Help Center> Cloud Certificate Manager> Best Practices> Best Practices for Private Certificate Management> Best Practices for Private CA Management> Managing a CRL
Updated on 2022-07-08 GMT+08:00
View PDF

Managing a CRL

The PCA service has the following restrictions on certificate revocation list (CRL) management:

  • The CRL is released only when the CRL configuration is enabled during the creation of a private CA.

    If the parent CA does not enable CRL configuration, revoked certificates will not be put into a CRL. This means a revoked certificate can still pass certificate chain validation, which incurs security risks. If you expect to revoke certificates, enable the CRL configuration.

  • CRLs can be released only to the OBS bucket authorized by you. Customizing other storage paths is not allowed.
  • After CRL configuration is enabled, the access policy of a signed CRL depends on the access policies you configure for the OBS bucket that storing the CRL. You can customize the access policy for the authorized bucket.
  • Once a certificate is revoked, it cannot be restored.
  • Revoked certificates are not trusted as their information is written into the CRL.
  • After a certificate is revoked, the PCA service writes the certificate information into the CRL (if the CRL is enabled by the parent CA) within 30 minutes and updates the CRL on the OBS bucket. If the CRL fails to be released, the system attempts to generate the CRL again 15 minutes later.
  • A scheduled task for releasing new CRLs will fail to be executed in any of the following cases: The private CA has been deleted; the private CA has expired; the OBS bucket has been deleted; or the authorization for the OBS bucket has been canceled.
  • If the private CA does not revoke any sub-certificate within the validity period of the CRL, a new CRL is generated only after the validity period expires (which may be delayed for about 30 minutes). The validity period of a CRL can be 7 to 30 days.
  • Appropriate revocation reasons can make the revocation information in the CRL more accurate.

    The default revocation reason in the PCA service is in the UNSPECIFIED field. Table 1 describes the revocation reasons you can select.

    Table 1 Revocation reasons and meaning

    Reason for Revocation

    Reason Code in RFC 5280

    Description

    UNSPECIFIED

    0

    Default value. No reason is specified for revocation.

    KEY_COMPROMISE

    1

    The certificate key material has been leaked.

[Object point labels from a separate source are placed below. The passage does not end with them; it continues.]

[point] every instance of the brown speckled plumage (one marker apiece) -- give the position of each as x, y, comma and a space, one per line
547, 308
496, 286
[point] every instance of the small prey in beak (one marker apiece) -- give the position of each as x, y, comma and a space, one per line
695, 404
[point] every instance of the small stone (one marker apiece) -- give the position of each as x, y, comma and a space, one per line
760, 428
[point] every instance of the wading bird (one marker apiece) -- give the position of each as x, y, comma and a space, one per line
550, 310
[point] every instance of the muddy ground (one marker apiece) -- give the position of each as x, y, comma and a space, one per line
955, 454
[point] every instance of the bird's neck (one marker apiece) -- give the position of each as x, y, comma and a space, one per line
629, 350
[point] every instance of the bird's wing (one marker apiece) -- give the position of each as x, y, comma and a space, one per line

    CERTIFICATE_AUTHORITY_COMPROMISE

    2

    Key materials of the CA have been leaked in the certificate chain.

    AFFILIATION_CHANGED

    3

    The subject or other information in the certificate has been changed.

    SUPERSEDED

    4

    The certificate has been replaced.

    CESSATION_OF_OPERATION

    5

    The entity in the certificate or certificate chain has ceased to operate.

    CERTIFICATE_HOLD

    6

    The certificate should not be considered valid currently and may take effect in the future.

    PRIVILEGE_WITHDRAWN

    9

    The certificate no longer has the right to declare its listed attributes.

    ATTRIBUTE_AUTHORITY_COMPROMISE

    10

    The authority that warrants the attributes of the certificate may have been compromised.

    The naming of revocation reasons in the PCA service is different from that in international standards. You can use the revocation reason code to query the description of revocation reasons in RFC 5280.